This letter is interesting for a number of reasons. First, it demonstrates the breadth of the challenge confronted by CRRT when he rapidly assembled The Silmarillion for publication in 1977. The fall of Doriath has received some attention because it was the element least modified from its early conception of all of the Great Tales. When HoME was published over time, some were critical of CRRT for "rushing" the publication of The Silmarillion opining that it may have resulted in JRRT's "final" or "latest" conceptions being omitted. Clearly, CRRT did not have access to this letter (or overlooked it) when preparing The Silmarillion for publication. But if the letter was available, I question whether it would have changed his approach to the fall of Doriath.

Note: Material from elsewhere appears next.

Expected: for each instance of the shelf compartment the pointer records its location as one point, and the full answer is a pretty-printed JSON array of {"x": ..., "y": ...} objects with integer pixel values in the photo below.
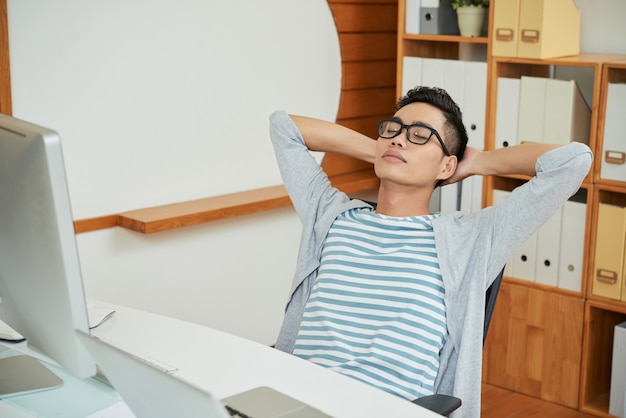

CRRT was often faced with differing versions of his father's work. The difficulties he encountered included determining which versions were the latest in time, which were experimental, and which (if any) were final. CRRT admitted this difficulty after the fact. However, it is also clear that JRRT "thought about" revisions to his work with pencil in hand. Witness NoME and the multiple iterations of his musings on time and the aging of the Eldar. Consider his experimentation with a "round world" conception of Arda. I would speculate that CRRT was at least aware of the latter even in 1977, but chose not to attempt to modify his father's stories. To do so would have required both speculation, as well as wholesale drafting, not mere revision, of portions of JRRT's mythos.

A further comment. JRRT was what we Americans would call a "pack rat." He apparently retained a significant portion of his writings, notes and doodles over his lifetime. However, his papers were not well organized. When he was actively drafting, it seems that he sometimes had earlier drafts on hand. But when he was writing down his musings, thoughts and ideas, or writing a letter, he often did not have his drafts available and worked from memory. As a result, details changed. Here, perhaps the discussions of the timing of Thingol's death, when the Dwarves were passing through Doriath's borders, Hurin's attitude towards Thingol and what happened to his band of bandits (for lack of a better term) were not necessarily a "final conception" but rather his best recollection of what he had written before (maybe combined with some real time revision).